Unzulässige Bezeichnung von Wein als "bekömmlich"
Der Europäische Gerichtshof hat entschieden, dass Wein nicht als „bekömmlich“ beworben werden darf. Die Luxemburger Richter bewerteten die Angabe als gesundheitsbezogen, sodass eine solche Werbung als unzulässig einzustufen ist. Das Urteil könnte weitreichende Folgen für die Vermarktung von anderen Lebensmitteln haben.

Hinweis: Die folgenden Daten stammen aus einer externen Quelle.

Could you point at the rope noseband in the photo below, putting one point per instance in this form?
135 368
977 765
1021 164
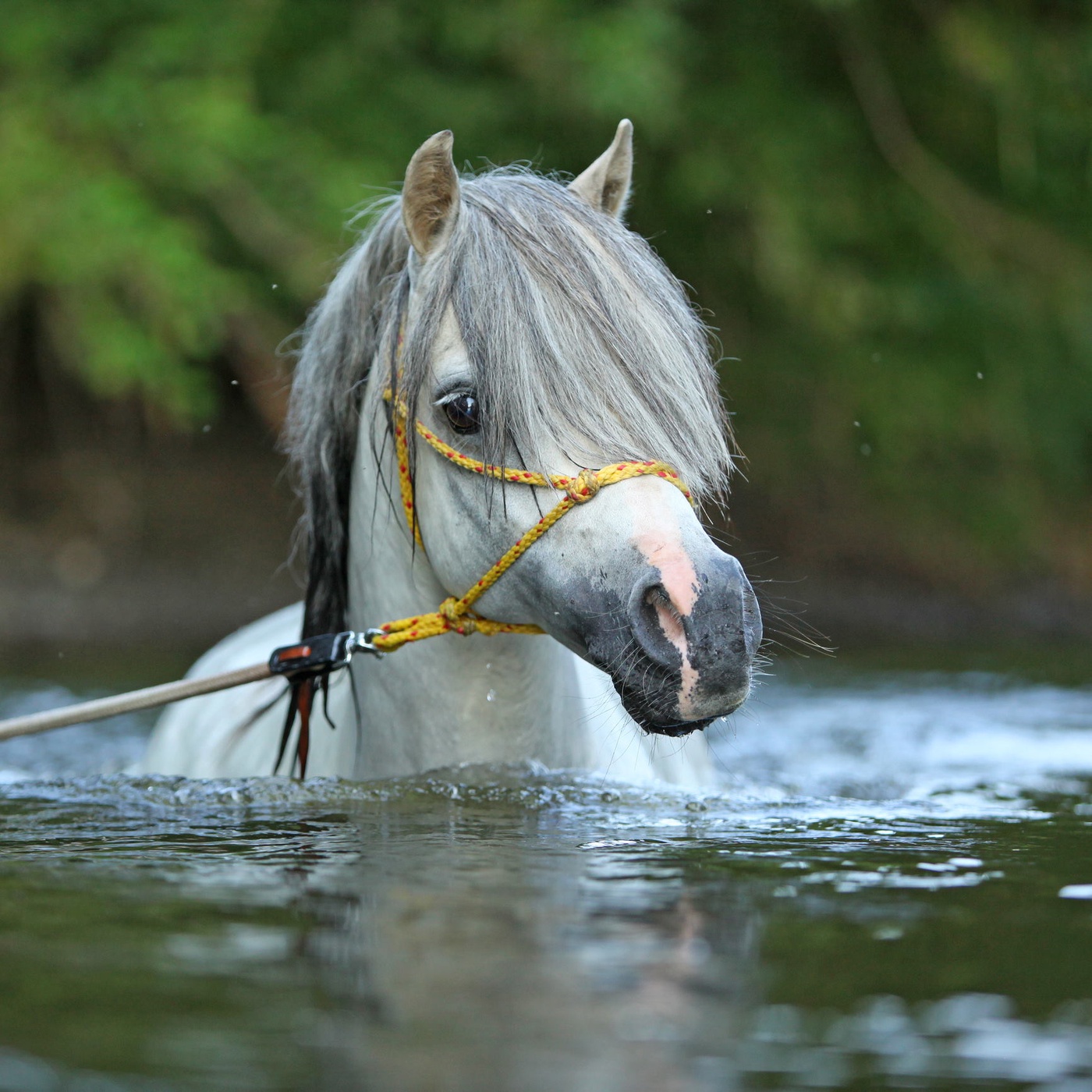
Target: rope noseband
456 615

Winzergenossenschaft hält Wein für bekömmlich
Eine Winzergenossenschaft aus Rheinland-Pfalz vermarktete Weine, die sich unter anderem durch einen besonders niedrigen Säuregehalt auszeichneten. Den Winzern war es deshalb ein großes Anliegen den geringen Säuregehalt für den Verbraucher kenntlich zu machen. Folglich bewarben sie das Produkt mit dem Wort „bekömmlich“.
Die zuständige Behörde sah hierin einen Verstoß gegen das Unionsrecht. Die Behörde bezog sich auf die Verordnung Nr. 1924/2006 des Rates und des Europäischen Parlaments vom 20.12.2006 über nährwert- und gesundheitsbezogene Angaben über Lebensmittel. Die Verordnung soll verbraucherschützend wirken. Die Verbraucher sollten nicht durch bestimmte Angaben dazu verleitet werden, alkoholische Produkte zu konsumieren. Insbesondere ist es nicht gestattet, dass mit „gesundheitsbezogenen Angaben“ geworben wird, sofern es sich um Getränke mit einem Alkoholgehalt von mehr als 1,2 Volumenprozent handelt.

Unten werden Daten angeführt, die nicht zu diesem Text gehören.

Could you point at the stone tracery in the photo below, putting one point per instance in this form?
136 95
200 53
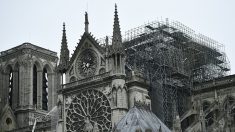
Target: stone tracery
89 109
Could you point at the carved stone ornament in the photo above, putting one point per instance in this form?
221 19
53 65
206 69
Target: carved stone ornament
89 110
86 63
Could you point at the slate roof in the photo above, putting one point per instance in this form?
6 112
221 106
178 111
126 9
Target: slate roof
142 119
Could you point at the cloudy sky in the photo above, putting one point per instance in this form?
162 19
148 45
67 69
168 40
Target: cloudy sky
40 21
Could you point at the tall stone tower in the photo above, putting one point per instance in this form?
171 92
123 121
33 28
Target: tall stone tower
27 85
116 62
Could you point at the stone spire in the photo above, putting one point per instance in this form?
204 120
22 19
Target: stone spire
202 119
64 53
117 38
86 23
176 119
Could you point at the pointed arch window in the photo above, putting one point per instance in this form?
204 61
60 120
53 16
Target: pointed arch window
10 88
45 89
35 85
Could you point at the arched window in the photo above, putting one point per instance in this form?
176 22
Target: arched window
45 89
205 105
228 102
35 85
10 88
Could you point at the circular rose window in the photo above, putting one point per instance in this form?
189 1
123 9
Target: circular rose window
89 111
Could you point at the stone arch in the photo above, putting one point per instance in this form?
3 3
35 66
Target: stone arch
228 100
114 95
38 64
16 84
48 86
8 67
72 79
102 70
48 67
9 83
205 104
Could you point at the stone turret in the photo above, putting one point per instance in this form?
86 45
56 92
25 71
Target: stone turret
176 120
116 53
86 23
116 65
64 53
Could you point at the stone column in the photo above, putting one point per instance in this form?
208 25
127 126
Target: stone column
39 89
26 83
51 93
15 97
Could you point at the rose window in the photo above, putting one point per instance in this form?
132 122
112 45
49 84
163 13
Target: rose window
89 111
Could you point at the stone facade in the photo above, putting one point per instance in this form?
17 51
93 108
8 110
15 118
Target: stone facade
94 89
213 107
18 88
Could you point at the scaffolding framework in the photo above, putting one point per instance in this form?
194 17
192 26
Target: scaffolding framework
174 58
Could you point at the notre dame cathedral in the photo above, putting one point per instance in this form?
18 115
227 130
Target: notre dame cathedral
160 80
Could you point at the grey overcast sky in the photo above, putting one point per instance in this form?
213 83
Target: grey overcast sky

Die Winzer wehrten sich dagegen und klagten. Die Klage durchlief alle Instanzen bis zum Bundesverwaltungsgericht, das die Frage schließlich dem Europäischen Gericht vorlegte. Aufgrund dessen, dass sich die Behörde auf eine Verordnung der Europäischen Union bezog, haben die Richter die Möglichkeit bei Unklarheiten sich an das Europäische Gericht zu wenden. In diesem Fall ging es um die Frage, wie die Verordnung in Bezug auf das Merkmal der „gesundheitsbezogenen Angaben“ auszulegen ist. Infolgedessen mussten die Luxemburger Richter entscheiden, ob „bekömmlich“ eine „gesundheitsbezogene Angabe“ ist oder nicht.

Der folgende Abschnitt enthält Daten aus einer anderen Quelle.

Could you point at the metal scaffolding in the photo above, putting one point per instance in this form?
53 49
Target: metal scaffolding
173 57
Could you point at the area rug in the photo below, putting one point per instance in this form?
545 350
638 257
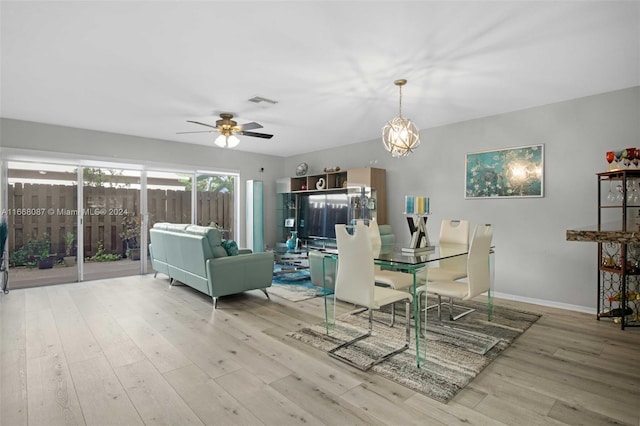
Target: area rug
457 351
294 285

Luxemburg schließt sich Pfälzer Behörde an
Das Europäische Gericht urteilte streng und folgte der Meinung der zuständigen Behörde. Ihrer Meinung nach sei das Wort „bekömmlich“ eine unzulässige „gesundheitsbezogene Angabe“. Durch diesen Werbeslogan würden Verbraucher dazu verleitet werden, den alkoholhaltigen Wein zu konsumieren. Die Werbung suggeriere, dass der Wein besonders leicht zu verdauen und insgesamt förderlich für die Gesundheit sei. Darüber hinaus werde durch die Werbung nur auf die Vorzüge eingegangen und die Gefahren würden nicht einmal mehr erwähnt werden. Eine solche Art und Weise von Werbung sei nicht im Sinne der Verordnung der Europäischen Union, sodass die Werbung des Winzers unzulässig gewesen ist. Wein dürfe nicht mit dem Wort „bekömmlich“ beworben werden.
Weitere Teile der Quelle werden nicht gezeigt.